Let me just go to the conclusion of my book and quote from there: “Overall, the primary focus of the book has been to show that ludic theory is a valid path for re-examining and restoring surrealist theatre since the ludic principle corresponds perfectly to the quintessence of Surrealism: the defiance of bipolarities and binary thinking. Finding its best expression in the surrealist game “one into another,” surrealist theatre emphasizes the possibility of the simultaneity of dream and reality on stage, in the same way that play simultaneously works on two planes—that of fantasy and reality. Another important reason for examining surrealist theatre in light of ludic theory is surrealist theatre’s tendency to challenge the notion of rational thinking. Allowing room for nonsense in surrealist theatre is equivalent to acknowledging nonsense in children’s games or the surrealist games. Yet such nonsense, in all cases, ultimately brings us to another kind of sense—one that is tied to the irrational, the marvelous, and the subconscious. More precisely, this new sense emerges from the new concept of dialogue that Surrealism invented, one that eschews mere communication and showcases, instead, the most audacious flights of the imagination in those involved, through the accumulation of surrealist images which are uninhibited by reason. This new dialogue-game is, in fact, one of the major contributions of Surrealism to the stage, as it re-orients it toward a non-mimetic organizational principle, something that is predominant in the contemporary stage.”

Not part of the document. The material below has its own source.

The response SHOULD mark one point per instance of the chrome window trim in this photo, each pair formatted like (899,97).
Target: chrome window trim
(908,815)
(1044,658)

10. How does it help having a Greek imagination and sensibility (the answer should be pretty obvious but I am certain you will have something unusual to say).

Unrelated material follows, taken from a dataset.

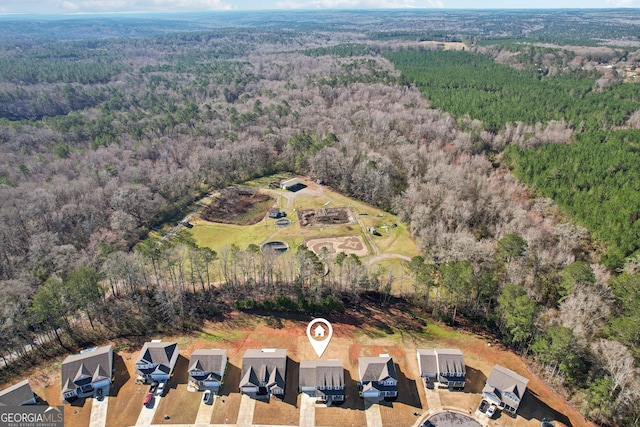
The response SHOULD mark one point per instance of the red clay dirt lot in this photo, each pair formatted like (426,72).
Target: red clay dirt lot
(356,334)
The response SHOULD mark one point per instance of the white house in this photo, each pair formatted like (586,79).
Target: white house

Well, it does help indeed having a Greek imagination and sensibility but how? Hm!! Perhaps in the way it prepares you still from your childhood to make room in your mind for both the rational and the irrational in the most natural way. I can’t help here but recall André Breton himself who hated the Greeks just because they have said it all! Even for his major surrealist myths he returned back to the Ancient Greeks, to the Minotaure, for instance, who became the title of one of the major surrealist reviews. This natural lack of division where the mundane world and the underworld coexist was a great conquest of the Ancients. Also, having a Greek imagination and sensibility helps in the sense that you come with a rich registry of images and personifications that amplify your imagination.

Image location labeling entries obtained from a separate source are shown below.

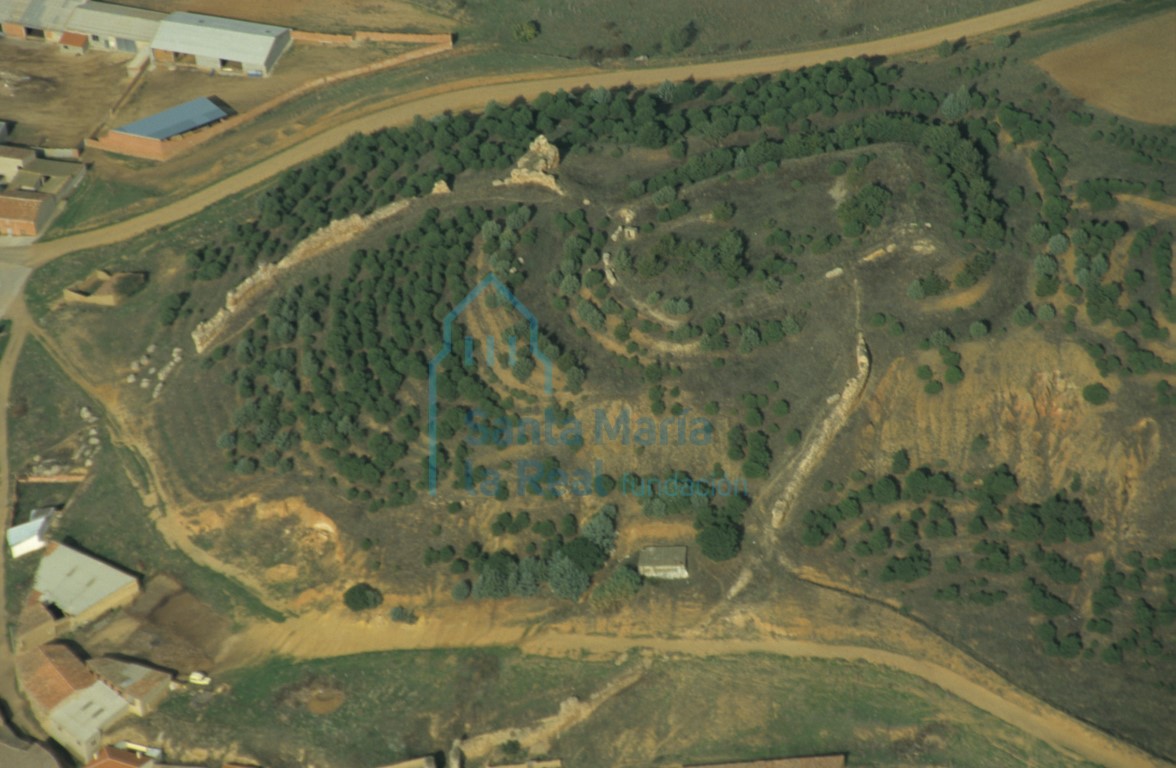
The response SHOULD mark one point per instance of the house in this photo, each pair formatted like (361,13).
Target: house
(80,587)
(29,188)
(12,160)
(73,706)
(219,45)
(817,761)
(29,536)
(35,19)
(113,758)
(113,27)
(25,214)
(74,42)
(142,687)
(148,138)
(662,562)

11. What do you think of the future of Surrealist Theatre and ludics?
It is my hope that surrealist theatre will finally be acknowledged not simply as part of the historical avant-garde but as a vital component of today’s theatre that little by little will dare the pursuit of the marvelous. As far as ludics, I believe it has a long way ahead to fertilize our thought and become a guiding principle in all our endeavors and not only in the field of theatre and performance studies. I am happy to see for instance, more and more institutions and individuals who are concerned with the concepts of play and games such as the Institute of Play based in New York with which I am currently in touch and which pioneers new models of learning and engagement based on the concepts of play and games and game design.
12. Is there anything I missed that you might want to share with the readers?
I wanted to thank you again for engaging with my work and also to please ask your audience for their feedback. As I consider myself a constant player in the game of self-discovery and knowledge, it is important for me to be awakened by different kinds of responses and other players’ contributions. So, for this reasons I would be grateful to both you Tania and your readers for any kind of feedback.